Dans deux missives adressées à la cour, Guéant a exprimé sa désapprobation par rapport à la version de Sarkozy, mais sans formuler d'accusations directement diffamatoires. Cela marque un net contraste avec l'unité apparente que les deux hommes avaient affichée lors du procès initial.
Un dîner à Tripoli en 2007
L'audience du jour a débuté par la lecture des courriers, tandis que Sarkozy feuilletait ses notes. Guéant évoque un dîner officiel du 25 juillet 2007 à Tripoli, juste après la libération des infirmières bulgares, où le leader libyen Mouammar Kadhafi aurait exprimé le désir de lever un mandat d'arrêt contre son beau-frère, Abdallah Senoussi.
Selon Guéant, Sarkozy l'aurait alerté sur la situation, ce que l'ex-président a catégoriquement démenti. "J'ai pris une décision claire : pas de grâce, pas d'amnistie", a-t-il affirmé.
Un échange sur Senoussi en 2005
Sarkozy a précisé qu'il n'avait pas discuté de ce sujet avec Kadhafi lors de la libération des infirmières bulgares ou de la visite officielle en décembre 2007. Pour lui, l'unique mention du sujet date de 2005, quand il était ministre de l'Intérieur.

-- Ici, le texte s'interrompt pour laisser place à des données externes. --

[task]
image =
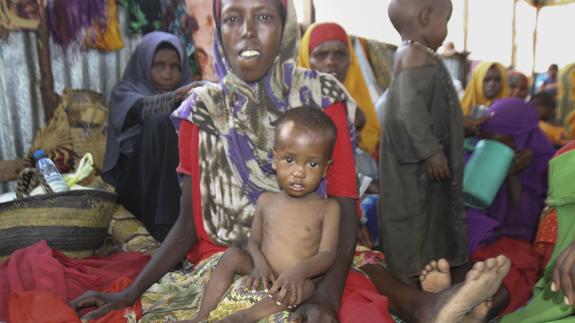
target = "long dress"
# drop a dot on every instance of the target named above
(421, 219)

Révélations contradictoires
L'ancien président a noté la confusion des déclarations de Guéant : "En 2018, il dit que Bechir Saleh lui en a parlé. Une autre fois, il en fait mention en disant que c'était peut-être Kadhafi. Enfin, il prétend que c'est moi qui lui en ai parlé. Cela démontre une incohérence sur une affaire vieille de 19 ans." Ces éléments pourraient constituer un tournant dans le déroulement du procès, selon des analystes juridiques.

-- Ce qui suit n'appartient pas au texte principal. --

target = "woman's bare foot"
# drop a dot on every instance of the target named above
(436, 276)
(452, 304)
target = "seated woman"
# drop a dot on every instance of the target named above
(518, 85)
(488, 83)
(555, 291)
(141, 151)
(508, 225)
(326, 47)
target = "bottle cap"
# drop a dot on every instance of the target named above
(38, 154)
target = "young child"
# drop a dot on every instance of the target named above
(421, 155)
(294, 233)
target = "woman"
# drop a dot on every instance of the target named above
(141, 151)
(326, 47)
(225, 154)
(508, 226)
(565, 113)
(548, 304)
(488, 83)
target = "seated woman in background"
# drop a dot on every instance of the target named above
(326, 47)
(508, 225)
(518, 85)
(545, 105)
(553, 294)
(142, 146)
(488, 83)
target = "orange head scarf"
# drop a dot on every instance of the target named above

En première instance, Sarkozy et Guéant avaient été condamnés à des peines de prison ferme en raison d'associations de malfaiteurs, accusés d'avoir reçu des financements illicites. Les deux hommes ont interjeté appel, niant toute forme de pacte de corruption.
La suite de ce procès pourrait apporter encore plus de révélations sur l'ancien régime libyen et ses relations avec la France, soulevant des interrogations sur la transparence et l'intégrité des transactions politiques.